How to use an intervalometer


29 November 2019

The cheapest way of taking a photo through a telescope is using a mobile phone, normally stabilised using a phone adapter, such as the saxon ScopePix.

This is a good start, but the next step in astrophotography is to use a DSLR. These attach to the business end of your scope using an adapter called a t-ring (this is a photo of mine).

But then you've got a whole new set of problems. Every time you press the shutter button, you rock the scope slightly and it ruins the photo. And you want to take lots of photos so you can give them to your stacking software. And you don't want to be hovering over your rig all night, just pressing the button every minute or so. After all, we all need to sleep occasionally.

What you need is a way of pressing the button without your having to actually be there. If only there were some gadget that does that for you.

Of course there is, it's called an intervalometer, and it’s like an old cable release with a brain. Most DSLR astrophotographers use them all the time.

The intervalometer connects to your DSLR using a cable (some newer ones do it wirelessly). Put simply, it just presses and releases the shutter release on your DSLR, but it’s programmable. With it running on your camera in bulb mode, you can do a pile of things.

You can set the time between when it presses the button and when it releases it – giving the length of your exposures. You can set the time between when it presses the button and when it presses the button again. You can set the number times it repeats all this. You can set a delay so it doesn’t do anything for some time after you’ve started it running.

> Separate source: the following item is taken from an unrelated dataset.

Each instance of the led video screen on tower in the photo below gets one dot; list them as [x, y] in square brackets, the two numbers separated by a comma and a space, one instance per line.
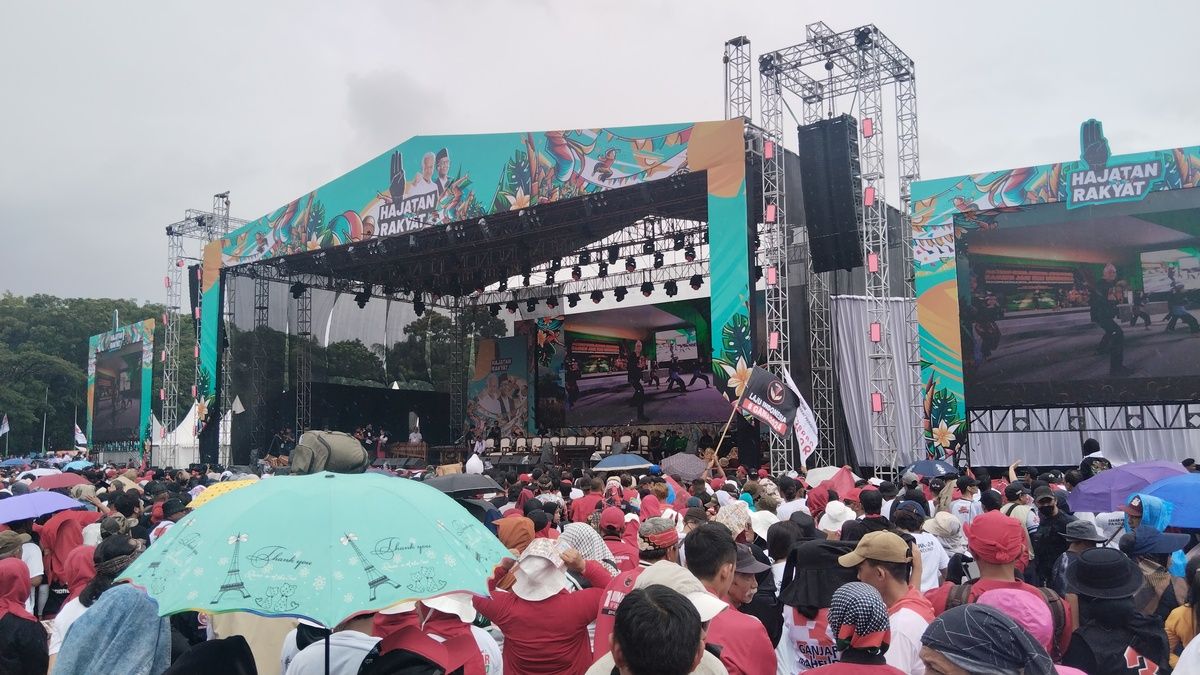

Last night I needed to take a time lapse of Orion rising. I’d set up my DSLR on a tracker, pointed it at where Orion was (behind a fence and some trees) and set the tracker in motion. I set the intervalometer to take a series of 75 exposures, each one being 30 seconds, and separated by two minutes. Then I set an alarm and went to bed.

Automation works!

One caveat though, try to remember to keep it out of the frost!